Chef Client Not Resuming After Restart

1.8k Views Asked by At

I ran the following recipe

O:\chef\cookbooks\wincfg>chef-client -L C:\chef\rds_deployment.log -l info -z -o wincfg::rds_deployment

The server reboots as expected after installing a Windows feature

I see the last lines of my log file say:

[2016-04-17T01:43:51+00:00] INFO: powershell_script[Desktop-Experience] ran successfully
[2016-04-17T01:43:51+00:00] INFO: powershell_script[Desktop-Experience] sending reboot_now action to reboot[reboot] (immediate)
[2016-04-17T01:43:51+00:00] INFO: Processing reboot[reboot] action reboot_now (wincfg::rds_deployment line 6)
[2016-04-17T01:43:51+00:00] WARN: Rebooting system immediately, requested by 'reboot'
[2016-04-17T01:43:51+00:00] INFO: Changing reboot status from {} to {:delay_mins=>0, :reason=>"There is a pending reboot.", :timestamp=>2016-04-17 01:43:51 +0000, :requested_by=>"reboot"}
[2016-04-17T01:43:51+00:00] WARN: Skipping final node save because override_runlist was given
[2016-04-17T01:43:51+00:00] INFO: Chef Run complete in 90.479509 seconds
[2016-04-17T01:43:51+00:00] INFO: Skipping removal of unused files from the cache
[2016-04-17T01:43:51+00:00] INFO: Running report handlers
[2016-04-17T01:43:51+00:00] INFO: Report handlers complete
[2016-04-17T01:43:51+00:00] WARN: Rebooting server at a recipe's request. Details: {:delay_mins=>0, :reason=>"There is a pending reboot.", :timestamp=>2016-04-17 01:43:51 +0000, :requested_by=>"reboot"}

The part of the recipe in question is:

reboot "reboot" do
  action :nothing
  reason 'There is a pending reboot.'
  only_if { reboot_pending? }
end

%w{ Desktop-Experience 
  Remote-Desktop-Services 
  RDS-RD-Server 
  RDS-Connection-Broker 
  RDS-Web-Access 
  RDS-Licensing 
  RDS-Gateway }.each do |feature|
  powershell_script "#{feature}" do
    code <<-EOH
    Import-Module ServerManager
    Add-WindowsFeature #{feature}
    EOH
    not_if "Import-Module ServerManager; (Get-WindowsFeature -Name #{feature}).Installed -eq $true"
    notifies :reboot_now, 'reboot[reboot]', :immediately
  end
end

I would expect for each of the features in the recipe, it would install using Add-WindowsFeature, if not already installed, then reboot immediately if reboot_pending is true.

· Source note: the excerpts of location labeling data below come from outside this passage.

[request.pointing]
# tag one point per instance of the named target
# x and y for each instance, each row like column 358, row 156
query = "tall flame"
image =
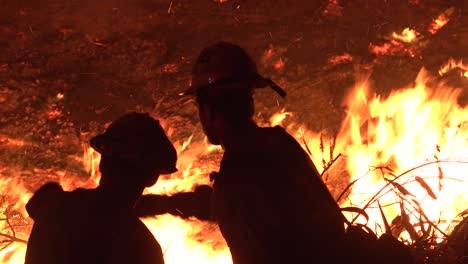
column 407, row 153
column 409, row 149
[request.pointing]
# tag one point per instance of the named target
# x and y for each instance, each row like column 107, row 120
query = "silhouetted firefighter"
column 99, row 225
column 268, row 198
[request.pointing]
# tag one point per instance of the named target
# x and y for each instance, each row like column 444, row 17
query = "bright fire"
column 408, row 151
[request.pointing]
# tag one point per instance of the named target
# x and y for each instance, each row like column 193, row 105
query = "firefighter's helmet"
column 138, row 136
column 224, row 65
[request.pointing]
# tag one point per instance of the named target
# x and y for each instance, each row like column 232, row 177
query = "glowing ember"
column 391, row 48
column 452, row 64
column 440, row 21
column 334, row 60
column 407, row 35
column 406, row 153
column 410, row 149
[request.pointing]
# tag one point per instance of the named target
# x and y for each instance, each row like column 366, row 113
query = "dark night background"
column 69, row 67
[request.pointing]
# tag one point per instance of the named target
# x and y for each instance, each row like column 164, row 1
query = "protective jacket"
column 272, row 206
column 84, row 227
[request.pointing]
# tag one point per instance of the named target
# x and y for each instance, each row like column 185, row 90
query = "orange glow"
column 384, row 141
column 452, row 64
column 440, row 21
column 410, row 148
column 390, row 48
column 334, row 60
column 407, row 35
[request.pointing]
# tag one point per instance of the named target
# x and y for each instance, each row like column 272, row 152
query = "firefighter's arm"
column 44, row 198
column 183, row 204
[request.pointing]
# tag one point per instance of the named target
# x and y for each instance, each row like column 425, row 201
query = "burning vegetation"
column 376, row 96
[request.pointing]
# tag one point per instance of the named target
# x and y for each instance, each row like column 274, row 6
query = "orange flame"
column 407, row 35
column 417, row 133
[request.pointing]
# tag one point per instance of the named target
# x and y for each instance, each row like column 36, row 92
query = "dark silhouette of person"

It seems that the reboot is happening, but then the recipe isn't picking up with the next feature (after Desktop-Experience).

UPDATE: Here is how I'm installing Chef (on a brand new out of the box EC2 image running Server 2012 R2 Base), the Chef Windows service, and the Chef DK:

powershell -NoProfile -ExecutionPolicy Bypass ". { iwr -useb https://omnitruck.chef.io/install.ps1 } | iex; install; cd C:\opscode\chef\bin\; cmd /c chef-service-manager -a install; cmd /c chef-service-manager -a start"

powershell -NoProfile -ExecutionPolicy Bypass ". { iwr -useb https://omnitruck.chef.io/install.ps1 } | iex; install -project chefdk"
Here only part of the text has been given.